2 thoughts on “These Vampires still suck”
Insightful post for sure, I am such an ignorant cooze I wasn’t even aware of a slide toward the end for John Carpenter. That is a shame, though like you said in the twilight of his career he had no apologies to owe anyone. It’s weird though how maybe sometimes filmmakers, like athletes, just don’t know when to hang it up. On pure speculation, perhaps Carpenter kept pushing through the directorial equivalent of writer’s block.

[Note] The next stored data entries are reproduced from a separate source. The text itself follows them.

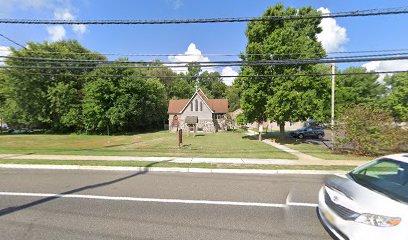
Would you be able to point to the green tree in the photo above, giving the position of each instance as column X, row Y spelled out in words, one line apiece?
column 233, row 96
column 358, row 88
column 122, row 104
column 47, row 98
column 181, row 89
column 166, row 76
column 369, row 130
column 396, row 99
column 279, row 98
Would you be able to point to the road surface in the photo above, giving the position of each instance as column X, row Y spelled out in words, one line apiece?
column 126, row 205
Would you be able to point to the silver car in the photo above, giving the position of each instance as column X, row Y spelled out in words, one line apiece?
column 370, row 202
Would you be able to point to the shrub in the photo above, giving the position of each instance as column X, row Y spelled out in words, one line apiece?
column 366, row 130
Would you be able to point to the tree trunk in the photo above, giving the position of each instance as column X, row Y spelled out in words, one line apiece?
column 282, row 128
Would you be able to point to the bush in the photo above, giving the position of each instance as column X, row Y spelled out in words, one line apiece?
column 369, row 131
column 241, row 120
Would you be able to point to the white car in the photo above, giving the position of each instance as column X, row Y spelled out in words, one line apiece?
column 370, row 202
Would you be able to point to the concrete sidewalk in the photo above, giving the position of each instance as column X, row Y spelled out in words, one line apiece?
column 247, row 161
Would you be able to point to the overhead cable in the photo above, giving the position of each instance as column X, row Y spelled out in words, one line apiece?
column 232, row 63
column 357, row 13
column 220, row 76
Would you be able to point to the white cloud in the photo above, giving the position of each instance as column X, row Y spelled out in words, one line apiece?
column 4, row 51
column 193, row 54
column 63, row 14
column 176, row 3
column 382, row 66
column 10, row 5
column 333, row 37
column 57, row 33
column 79, row 28
column 228, row 71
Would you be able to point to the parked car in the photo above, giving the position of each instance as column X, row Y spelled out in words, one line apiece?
column 308, row 132
column 370, row 202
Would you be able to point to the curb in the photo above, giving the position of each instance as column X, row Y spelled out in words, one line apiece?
column 171, row 170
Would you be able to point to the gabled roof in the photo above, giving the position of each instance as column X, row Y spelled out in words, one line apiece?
column 218, row 105
column 175, row 106
column 215, row 105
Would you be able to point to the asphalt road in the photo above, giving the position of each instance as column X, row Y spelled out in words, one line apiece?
column 157, row 205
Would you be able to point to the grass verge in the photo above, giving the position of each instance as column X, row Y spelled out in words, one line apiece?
column 154, row 144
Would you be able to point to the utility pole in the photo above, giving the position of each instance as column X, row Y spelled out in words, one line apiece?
column 333, row 68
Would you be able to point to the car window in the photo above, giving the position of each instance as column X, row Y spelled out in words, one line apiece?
column 387, row 176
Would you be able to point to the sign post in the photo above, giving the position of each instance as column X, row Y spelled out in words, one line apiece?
column 180, row 132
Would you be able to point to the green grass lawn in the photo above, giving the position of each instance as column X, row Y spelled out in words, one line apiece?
column 176, row 165
column 156, row 144
column 323, row 152
column 318, row 151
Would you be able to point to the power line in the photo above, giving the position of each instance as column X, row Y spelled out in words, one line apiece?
column 357, row 13
column 234, row 63
column 11, row 40
column 208, row 55
column 91, row 61
column 220, row 76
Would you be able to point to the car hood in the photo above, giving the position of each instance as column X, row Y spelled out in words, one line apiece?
column 358, row 198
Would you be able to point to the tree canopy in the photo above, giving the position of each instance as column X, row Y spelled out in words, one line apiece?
column 281, row 98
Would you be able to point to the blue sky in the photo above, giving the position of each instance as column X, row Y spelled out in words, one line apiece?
column 362, row 33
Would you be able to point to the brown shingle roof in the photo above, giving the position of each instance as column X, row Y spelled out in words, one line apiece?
column 218, row 105
column 175, row 106
column 202, row 95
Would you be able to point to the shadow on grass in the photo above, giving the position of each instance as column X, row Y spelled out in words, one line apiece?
column 17, row 155
column 10, row 210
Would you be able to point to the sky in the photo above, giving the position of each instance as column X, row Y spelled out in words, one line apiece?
column 343, row 34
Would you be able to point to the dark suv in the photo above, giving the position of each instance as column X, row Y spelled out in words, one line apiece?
column 308, row 132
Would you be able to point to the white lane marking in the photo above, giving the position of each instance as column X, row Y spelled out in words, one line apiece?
column 158, row 200
column 302, row 204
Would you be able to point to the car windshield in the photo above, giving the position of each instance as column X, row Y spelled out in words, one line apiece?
column 387, row 176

His last genuinely strong spell was Big Trouble in little China (1986), Prince of Darkness (1987) and They Live (1988) – three really good films in a pretty incredible three-year span (how many other directors can cite a record like that?), but he tailed off after that. A lot of it was the business of film-making, I’m sure, as JC was always a bit ‘out of the system’ preferring to make his own films on his own terms. Every director has a right to a bad day at the office, as there will always be things outside their control (Fincher with Alien 3, for instance, Spielberg with 1941, Ridley Scott has a few simply because of how busy the guy is) and there’s a few films of JCs I don’t really care much for, but the quality of his films really tailed off in the 1990s and after that decade he was pretty much done (his one good film in that decade is In the Mouth of Madness). It remains a sad and mystifying decline- rewatching Vampires was pretty sad comparing it to his amazing work in the 1970s and 1980s, it was like a film from some totally different director.